Nissa motioned to the others and crept around the creature and through a cut in the rock. The huge thing smelled like rotting death lying in the sun the way it was, snoring softly. Soon Nissa saw why it
stunk so badly—she passed the pile of cast off parts. Bright red flies buzzed off the rotting pile as the intruders passed.

But then one of the creature’s eyes popped open.

Anowon noticed the open eye too late. The thing was up on its knuckles in a moment. The speed and quickness with which it swept its stunted legs forward and landed a kick on Anowon’s chest shocked Nissa, and then he was tumbling through the dust.

Sorin drew his great sword with its blade as black as night.

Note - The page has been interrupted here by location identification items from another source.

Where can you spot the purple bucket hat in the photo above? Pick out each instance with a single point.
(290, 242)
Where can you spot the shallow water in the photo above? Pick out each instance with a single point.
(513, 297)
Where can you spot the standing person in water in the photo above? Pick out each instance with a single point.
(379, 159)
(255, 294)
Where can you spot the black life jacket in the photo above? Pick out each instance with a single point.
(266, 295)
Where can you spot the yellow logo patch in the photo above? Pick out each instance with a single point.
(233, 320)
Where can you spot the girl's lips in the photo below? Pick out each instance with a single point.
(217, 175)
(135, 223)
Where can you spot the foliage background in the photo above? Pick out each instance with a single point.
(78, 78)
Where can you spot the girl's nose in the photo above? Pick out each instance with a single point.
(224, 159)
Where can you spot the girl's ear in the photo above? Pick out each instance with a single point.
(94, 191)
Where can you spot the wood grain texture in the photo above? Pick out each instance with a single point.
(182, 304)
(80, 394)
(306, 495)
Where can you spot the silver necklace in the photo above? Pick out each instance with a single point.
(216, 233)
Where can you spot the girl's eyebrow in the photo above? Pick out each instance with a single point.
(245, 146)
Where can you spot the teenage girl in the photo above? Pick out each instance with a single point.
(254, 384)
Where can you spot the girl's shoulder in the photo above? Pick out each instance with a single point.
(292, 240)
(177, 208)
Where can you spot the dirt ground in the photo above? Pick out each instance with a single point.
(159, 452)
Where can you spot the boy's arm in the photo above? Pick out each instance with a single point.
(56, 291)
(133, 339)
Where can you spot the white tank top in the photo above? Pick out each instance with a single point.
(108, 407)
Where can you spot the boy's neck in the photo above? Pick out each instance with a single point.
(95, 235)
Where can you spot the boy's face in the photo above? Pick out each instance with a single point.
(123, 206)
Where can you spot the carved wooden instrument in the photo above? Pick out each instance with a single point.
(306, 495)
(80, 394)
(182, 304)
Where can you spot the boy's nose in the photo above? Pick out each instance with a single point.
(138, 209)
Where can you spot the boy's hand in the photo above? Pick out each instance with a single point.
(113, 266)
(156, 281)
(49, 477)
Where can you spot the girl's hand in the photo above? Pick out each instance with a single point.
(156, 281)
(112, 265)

Anowon was up on his feet the moment after he stopped rolling. His teeth were bared, and his long-nailed hands were up and ready for attack. Small trails of blood were falling from around Anowon’s red eyes. A deep growl that Nissa did not like at all came from the vampire’s throat. Then he charged at the creature.

Nissa drew her stem sword and swung, hoping to catch the creature before it reached Anowon, but it caterwauled forward and swung in on its knuckles for another kick. Just then Sorin’s blade slashed through the creature’s back.

As soon as the blade bit into its flesh, the creature’s body began to shrivel. In two breaths it was no more than a dry shell. In three breaths it fell to a large pile of gray dust. Soon the wind was blowing it away.